石川県珠洲市は2020年から群発地震に見舞われている。5月5日には午後2時42分に最大震度の地震が発生した。地震の規模を示すマグニチュードは6.5
一連の群発地震のなかで最大規模の地震が発生した。

京都大学の西村卓也教授がメディアで地震発生のメカニズムについて解説している。
西村教授は能登半島で「前例のないような地殻変動が起きている」と指摘する。
西村教授は、国土地理院が全国約1300ヵ所に設置したGPS定点観測データで地盤の動きをとらえ地震を予測する研究を行っている。
珠洲市の観測点では2020年11月から2023年4月までに7センチの隆起が確認されているとのこと。

地面の隆起は火山帯で多く見られるが、火山のない地域でこのような隆起が起こるのは25年間のGPSデータの中で前例がないとする。
2020年12月ごろから能登半島の地下10数キロに「流体」=地下の深部から上昇してきた水が溜まるという現象が観測され流体が周りの岩盤を押し広げたりして断層に浸透することで地盤や地面の隆起が発生しているとのこと。
現在も「流体」が溜まっており、周りの岩盤や断層に浸透しているため、活発な地震活動は続くと考えられるとのことだ。
西村教授は能登半島に活断層が多数存在し、そもそも地震がおこりやすい地域であると指摘する。

ただし、巨大地震が発生するのは確認されている活断層の地点だけではない。
活断層は過去に地震が起こったことを示す化石みたいなもの。
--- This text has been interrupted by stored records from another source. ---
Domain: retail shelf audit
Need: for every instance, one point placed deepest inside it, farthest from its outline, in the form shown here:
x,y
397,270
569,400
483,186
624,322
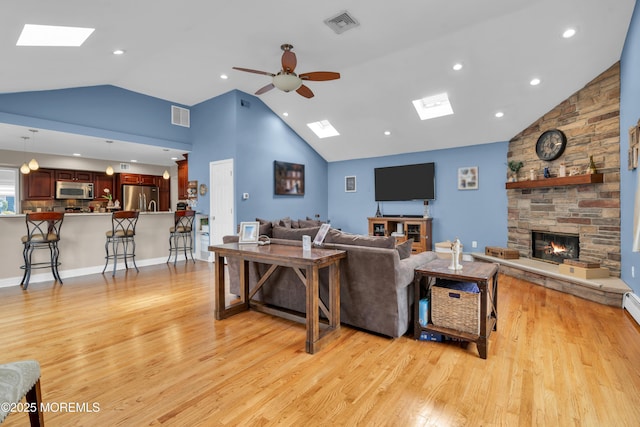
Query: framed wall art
x,y
350,184
468,178
288,179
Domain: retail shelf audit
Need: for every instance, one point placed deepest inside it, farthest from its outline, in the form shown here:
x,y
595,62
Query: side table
x,y
485,275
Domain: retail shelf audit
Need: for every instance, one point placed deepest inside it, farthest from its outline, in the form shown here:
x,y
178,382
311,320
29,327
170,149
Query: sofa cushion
x,y
337,236
404,248
294,233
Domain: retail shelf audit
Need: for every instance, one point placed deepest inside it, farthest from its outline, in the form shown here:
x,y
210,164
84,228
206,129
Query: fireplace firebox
x,y
554,247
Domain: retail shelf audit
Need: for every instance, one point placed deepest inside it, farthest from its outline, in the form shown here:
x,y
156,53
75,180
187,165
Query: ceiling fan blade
x,y
265,89
289,61
249,70
320,76
305,91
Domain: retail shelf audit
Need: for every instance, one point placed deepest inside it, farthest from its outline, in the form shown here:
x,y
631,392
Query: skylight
x,y
50,35
433,106
323,129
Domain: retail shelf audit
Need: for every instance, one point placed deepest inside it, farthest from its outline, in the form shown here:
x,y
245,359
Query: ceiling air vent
x,y
180,116
342,22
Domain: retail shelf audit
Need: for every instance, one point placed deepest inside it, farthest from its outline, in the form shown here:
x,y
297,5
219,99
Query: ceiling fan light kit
x,y
286,80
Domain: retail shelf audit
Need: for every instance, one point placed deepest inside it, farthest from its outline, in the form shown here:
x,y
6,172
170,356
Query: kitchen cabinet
x,y
137,179
39,185
71,175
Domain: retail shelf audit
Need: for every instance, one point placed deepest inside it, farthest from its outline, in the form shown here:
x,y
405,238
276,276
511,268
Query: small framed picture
x,y
468,178
249,232
322,233
350,184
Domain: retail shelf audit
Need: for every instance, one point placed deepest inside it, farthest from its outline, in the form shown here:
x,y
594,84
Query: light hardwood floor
x,y
146,349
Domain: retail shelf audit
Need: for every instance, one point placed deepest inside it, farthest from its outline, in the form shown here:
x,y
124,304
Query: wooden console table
x,y
306,265
482,273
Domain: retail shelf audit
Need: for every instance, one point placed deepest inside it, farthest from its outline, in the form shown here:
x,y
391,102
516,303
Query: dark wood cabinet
x,y
39,185
403,228
183,178
72,175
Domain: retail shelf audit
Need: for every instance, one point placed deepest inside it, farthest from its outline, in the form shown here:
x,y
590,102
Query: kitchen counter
x,y
82,240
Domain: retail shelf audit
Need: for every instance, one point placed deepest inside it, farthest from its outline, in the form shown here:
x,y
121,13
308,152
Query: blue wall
x,y
479,215
101,111
629,115
240,126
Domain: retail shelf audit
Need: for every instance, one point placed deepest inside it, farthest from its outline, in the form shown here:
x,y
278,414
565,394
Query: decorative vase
x,y
592,166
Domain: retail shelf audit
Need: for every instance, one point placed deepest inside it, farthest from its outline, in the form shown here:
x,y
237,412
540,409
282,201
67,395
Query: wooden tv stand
x,y
418,229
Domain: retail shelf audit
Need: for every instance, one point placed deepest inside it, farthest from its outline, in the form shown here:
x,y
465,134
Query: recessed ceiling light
x,y
50,35
433,106
323,129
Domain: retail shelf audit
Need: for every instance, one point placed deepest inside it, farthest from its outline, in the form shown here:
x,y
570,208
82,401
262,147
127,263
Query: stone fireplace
x,y
554,247
588,209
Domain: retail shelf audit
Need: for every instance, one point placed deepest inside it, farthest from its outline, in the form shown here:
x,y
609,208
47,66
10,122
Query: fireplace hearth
x,y
554,247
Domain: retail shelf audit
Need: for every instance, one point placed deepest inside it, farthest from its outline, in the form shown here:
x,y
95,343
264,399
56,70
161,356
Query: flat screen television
x,y
408,182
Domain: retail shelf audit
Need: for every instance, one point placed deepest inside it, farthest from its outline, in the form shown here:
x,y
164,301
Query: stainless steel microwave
x,y
74,190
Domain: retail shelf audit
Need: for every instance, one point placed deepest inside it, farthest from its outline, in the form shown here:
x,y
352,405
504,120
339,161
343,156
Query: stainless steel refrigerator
x,y
139,198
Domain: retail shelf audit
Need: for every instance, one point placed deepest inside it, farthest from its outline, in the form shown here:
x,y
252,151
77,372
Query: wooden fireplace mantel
x,y
594,178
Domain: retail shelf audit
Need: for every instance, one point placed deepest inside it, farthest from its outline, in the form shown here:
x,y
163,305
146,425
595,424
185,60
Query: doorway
x,y
221,201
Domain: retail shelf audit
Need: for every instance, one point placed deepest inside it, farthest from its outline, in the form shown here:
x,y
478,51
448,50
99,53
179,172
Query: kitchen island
x,y
82,241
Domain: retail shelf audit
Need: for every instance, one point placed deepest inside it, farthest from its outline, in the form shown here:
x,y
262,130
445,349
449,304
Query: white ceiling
x,y
401,51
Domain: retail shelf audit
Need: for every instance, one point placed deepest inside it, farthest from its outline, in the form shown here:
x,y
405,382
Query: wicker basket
x,y
456,310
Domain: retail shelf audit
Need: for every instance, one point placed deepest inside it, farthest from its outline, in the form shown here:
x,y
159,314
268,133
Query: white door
x,y
221,201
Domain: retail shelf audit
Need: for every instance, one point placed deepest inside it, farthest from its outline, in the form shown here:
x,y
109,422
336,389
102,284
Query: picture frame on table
x,y
249,232
349,184
468,178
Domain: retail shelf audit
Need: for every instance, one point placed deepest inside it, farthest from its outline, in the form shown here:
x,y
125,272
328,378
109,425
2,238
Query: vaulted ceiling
x,y
399,52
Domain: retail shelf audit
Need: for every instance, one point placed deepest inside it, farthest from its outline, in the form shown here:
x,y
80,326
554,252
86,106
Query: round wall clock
x,y
551,144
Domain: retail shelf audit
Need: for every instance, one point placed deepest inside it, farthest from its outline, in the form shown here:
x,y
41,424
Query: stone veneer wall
x,y
590,119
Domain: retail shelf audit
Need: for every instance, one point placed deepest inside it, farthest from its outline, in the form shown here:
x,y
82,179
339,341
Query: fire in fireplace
x,y
554,247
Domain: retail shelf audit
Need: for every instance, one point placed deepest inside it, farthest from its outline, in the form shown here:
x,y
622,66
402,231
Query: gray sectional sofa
x,y
376,279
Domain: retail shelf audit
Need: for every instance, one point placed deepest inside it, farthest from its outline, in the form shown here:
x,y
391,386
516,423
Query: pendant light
x,y
33,164
24,169
109,170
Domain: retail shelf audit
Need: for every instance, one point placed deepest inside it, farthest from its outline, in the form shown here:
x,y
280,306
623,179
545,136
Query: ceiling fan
x,y
286,80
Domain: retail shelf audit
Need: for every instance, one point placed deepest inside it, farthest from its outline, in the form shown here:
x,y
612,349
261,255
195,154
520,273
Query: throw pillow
x,y
337,236
305,223
294,233
404,249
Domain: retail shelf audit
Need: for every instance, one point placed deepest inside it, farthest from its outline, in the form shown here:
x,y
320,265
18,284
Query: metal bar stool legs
x,y
43,232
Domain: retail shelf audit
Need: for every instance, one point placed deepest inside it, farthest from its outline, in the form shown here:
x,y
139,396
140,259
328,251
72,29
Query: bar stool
x,y
182,229
123,232
18,380
43,232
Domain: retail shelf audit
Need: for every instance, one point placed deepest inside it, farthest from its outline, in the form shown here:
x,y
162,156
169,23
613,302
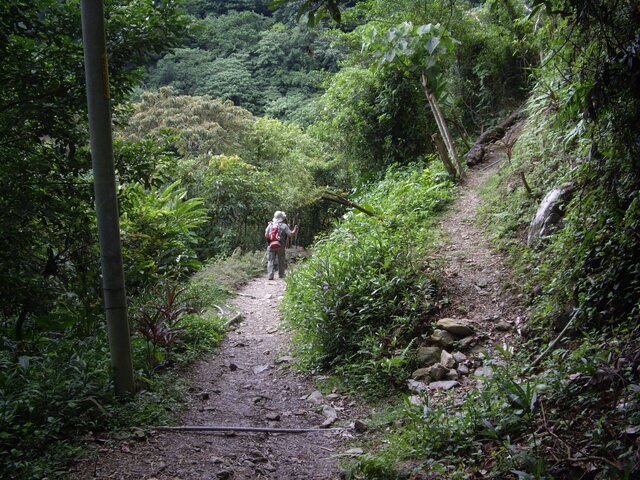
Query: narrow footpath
x,y
248,385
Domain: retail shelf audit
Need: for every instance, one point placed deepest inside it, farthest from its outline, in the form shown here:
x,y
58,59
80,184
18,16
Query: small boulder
x,y
447,360
442,337
438,371
456,326
427,356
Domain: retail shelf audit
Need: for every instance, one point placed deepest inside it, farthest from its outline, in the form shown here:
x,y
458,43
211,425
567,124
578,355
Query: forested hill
x,y
225,112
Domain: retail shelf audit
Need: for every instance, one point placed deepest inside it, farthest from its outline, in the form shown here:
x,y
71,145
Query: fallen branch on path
x,y
188,428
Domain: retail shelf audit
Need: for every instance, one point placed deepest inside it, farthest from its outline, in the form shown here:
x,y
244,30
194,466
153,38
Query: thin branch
x,y
334,197
189,428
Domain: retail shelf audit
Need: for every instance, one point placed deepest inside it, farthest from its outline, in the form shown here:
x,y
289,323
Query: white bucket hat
x,y
279,216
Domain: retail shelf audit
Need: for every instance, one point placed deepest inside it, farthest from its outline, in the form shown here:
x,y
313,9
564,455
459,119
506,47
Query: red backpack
x,y
275,236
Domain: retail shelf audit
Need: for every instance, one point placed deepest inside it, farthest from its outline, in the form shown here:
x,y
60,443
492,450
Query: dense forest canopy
x,y
225,111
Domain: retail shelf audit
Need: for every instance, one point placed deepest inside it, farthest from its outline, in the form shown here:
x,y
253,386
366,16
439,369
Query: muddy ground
x,y
249,382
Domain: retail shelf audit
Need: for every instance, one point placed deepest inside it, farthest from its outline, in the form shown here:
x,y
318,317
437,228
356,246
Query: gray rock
x,y
421,373
445,385
502,326
451,375
438,371
316,397
330,415
447,360
456,326
427,356
549,216
459,357
442,337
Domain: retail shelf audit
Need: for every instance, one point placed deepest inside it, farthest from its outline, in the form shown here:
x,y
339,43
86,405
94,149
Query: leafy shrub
x,y
159,239
47,396
365,292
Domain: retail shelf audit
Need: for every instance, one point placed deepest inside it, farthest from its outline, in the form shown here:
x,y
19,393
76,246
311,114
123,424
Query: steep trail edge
x,y
249,381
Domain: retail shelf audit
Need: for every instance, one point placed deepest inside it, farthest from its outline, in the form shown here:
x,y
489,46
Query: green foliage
x,y
159,233
48,248
188,126
363,295
313,10
47,395
251,60
421,50
370,122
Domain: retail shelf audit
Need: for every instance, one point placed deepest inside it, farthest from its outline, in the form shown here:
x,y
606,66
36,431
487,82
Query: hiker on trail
x,y
276,233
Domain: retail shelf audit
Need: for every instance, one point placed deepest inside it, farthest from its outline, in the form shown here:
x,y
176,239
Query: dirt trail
x,y
249,382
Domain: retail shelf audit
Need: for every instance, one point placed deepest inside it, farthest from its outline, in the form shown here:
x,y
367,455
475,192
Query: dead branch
x,y
476,154
337,198
205,428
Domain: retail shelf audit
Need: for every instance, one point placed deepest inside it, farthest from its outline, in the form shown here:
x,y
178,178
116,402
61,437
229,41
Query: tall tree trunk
x,y
113,287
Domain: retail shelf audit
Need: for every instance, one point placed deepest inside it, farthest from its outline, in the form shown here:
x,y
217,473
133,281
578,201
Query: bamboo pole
x,y
113,286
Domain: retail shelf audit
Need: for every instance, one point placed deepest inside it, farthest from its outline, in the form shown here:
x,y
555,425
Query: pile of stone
x,y
443,366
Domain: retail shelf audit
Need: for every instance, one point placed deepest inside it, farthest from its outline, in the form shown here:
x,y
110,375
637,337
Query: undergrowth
x,y
358,304
58,387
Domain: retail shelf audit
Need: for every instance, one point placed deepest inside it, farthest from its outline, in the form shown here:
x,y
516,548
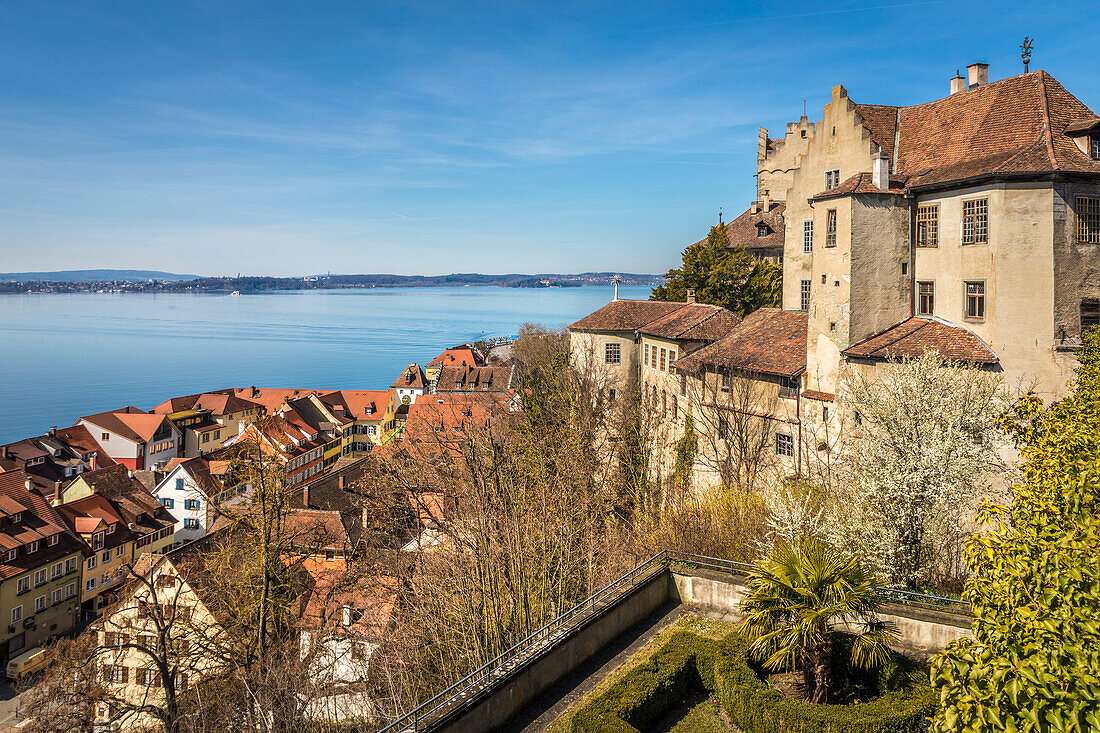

地震が起こりやすい場所と言える。しかし、地下深部で発生する地震もあり、活断層以外のところでも地震が起こる可能性がある。
日本全国で活断層の調査は進んでおり、最近起こった地震のうち、活断層で起こったものが約半分ある。しかし、残りの半分の地震がノーマークの場所で発生したとの研究がある。
西村教授は活断層だけ調べておけば安心ということにはならないと指摘する。

実は石川県に原発が存在する。北陸電力志賀原発。
原発敷地内に活断層があれば原発の稼働は認められない。
2016年の有識者会合の評価書は志賀原発敷地内の一部の断層を活断層と解釈するのが「合理的」とした。ところが、この判断が覆された
原子力規制委員会が本年3月15日の定例会合で、志賀原発2号機直下を走る複数の断層が「活断層ではない」とする審査チーム結論を了承した。
稼働は困難と見られていた志賀原発の稼働が強行される恐れが生じている。

岸田内閣は原発全面推進の方針を明確にした。
2011年3月11日のフクシマ原発事故を踏まえて脱原発、原発廃止が論議されてきたが、岸田内閣は原発全面推進の方針を明確にした。
日本ではいまも原子力緊急事態宣言が発出されたまま。
一般公衆の被曝上限は年間1ミリシーベルトとすることが法律で定めているが、原子力緊急事態宣言を発出し、一般公衆に年間20ミリシーベルトの被曝を強要している。
被曝の累積線量が100ミリシーベルトに達すれば、がん死リスクが有意に上昇することが科学的知見として確立されている。
20ミリシーベルトの被曝が5年続けば累積線量は100ミリシーベルトに達する。

日本政府は国民の生命と健康に重大な悪影響を与える非人道的行政を実行している。
原発立地地点で地震による強い揺れが発生すればフクシマ事故が再現されるリスクは高い。
このような愚劣な行政が白昼堂々と展開されている。
能登半島に立地する志賀原発が巨大地震に見舞われるリスクを否定することはできない。
2007年3月25日には輪島市でマグニチュード6.9、最大震度6強の地震が発生している。
いまからわずか130年前の1892年12月9日と12日に、現在の志賀原発の至近距離にある地点を震源地とするマグニチュード6.3ならびに6.4の地震が発生している。
志賀原発が巨大地震に襲われる可能性は十分にある。
地震論議を原発論議に結びつけるべきことは当然。
志賀原発は廃炉以外に道がない。このことを確認することが必要である。